Teach for Peace

As violent conflict surges around the globe, Quakers in Britain has produced a new free peace education pack to help secondary school teachers prepare learners to build peace, not war.

cover of brochure
As violent conflict surges around the globe, Quakers in Britain has produced a new free peace education pack to help secondary school teachers prepare learners to build peace, not war, photo credit: Quakers in Britain

A sequel to the award-winning primary pack, Teach Peace Secondary provides fifty cross-curricular lessons categorised by inner, interpersonal and global peace.

Produced in partnership with the Peace Education Network, the lessons cover war and peacebuilding, violence and nonviolence, conflict resolution, identity and inclusion and much more.

The lessons, from organisations including Amnesty International UK, War Child, Peacemakers, Pax Christi and more, are free to download and showcased in a brochure for teachers.

Already downloaded 2,500 times, reaching 75,000 learners, the lessons link to the English, Welsh and Scottish curricula in subjects including English, STEM, art, drama, RE and wellbeing.

The Teach Peace Secondary pack includes lessons on the impact of knife crime from the Forgiveness Project, to nuclear weapons by Scientists for Global Responsibility.

Believing peace is built in day-to-day life, as well as on the global stage, Quaker peace educators work with teachers, children, and partners to build positive relationships at all levels.

Quakers, who co-chair the Peace Education Network with Pax Christi, were inspired to create the primary Teach Peace resource by a Quaker grandmother, Celia Davies.

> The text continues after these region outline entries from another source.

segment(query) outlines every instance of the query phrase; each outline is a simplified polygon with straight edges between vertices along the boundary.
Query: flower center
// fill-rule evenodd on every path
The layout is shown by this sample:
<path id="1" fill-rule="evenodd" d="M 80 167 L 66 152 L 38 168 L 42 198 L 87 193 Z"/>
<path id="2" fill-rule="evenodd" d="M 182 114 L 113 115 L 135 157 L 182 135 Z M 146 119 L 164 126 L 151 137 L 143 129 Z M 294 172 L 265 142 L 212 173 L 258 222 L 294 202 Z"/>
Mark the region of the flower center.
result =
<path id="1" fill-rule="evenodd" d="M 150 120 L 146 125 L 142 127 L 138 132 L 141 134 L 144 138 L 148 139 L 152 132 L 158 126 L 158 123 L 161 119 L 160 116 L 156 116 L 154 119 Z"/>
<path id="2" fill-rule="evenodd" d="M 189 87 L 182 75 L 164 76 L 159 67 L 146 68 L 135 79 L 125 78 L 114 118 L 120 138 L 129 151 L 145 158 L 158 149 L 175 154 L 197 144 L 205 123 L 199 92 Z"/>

The increasing militarisation of education left Celia concerned that there was no room for peace at her granddaughter's school.

The resulting primary resource has been revised and reprinted several times and was a top five resource in the inaugural Global Dimension Awards 2022.

Celia Davies was involved in the all-women protests against nuclear weapons at Greenham Common in the 1980s.

So it is fitting that a lesson from Greenham Women Everywhere features in the new secondary pack, including looking at news clips and artifacts from the time, and the history of protest.

Ellis Brooks, peace education co-ordinator for Quakers in Britain, said: “We're grateful for so much great content.

“There's a dizzying number of lessons on so many aspects of peace: conflict resolution and mediation, religion, inner peace, antiracism, equality, nonviolence, the arms trade.

“Any one of these topics could be the beginning a deep dive for teachers and learners. It shows the wealth of peace education alive in Britain today, even if it's neglected by government."

The Teach Peace Secondary brochure is available to order from the Quaker bookshop to display at Quaker meeting houses and share in communities.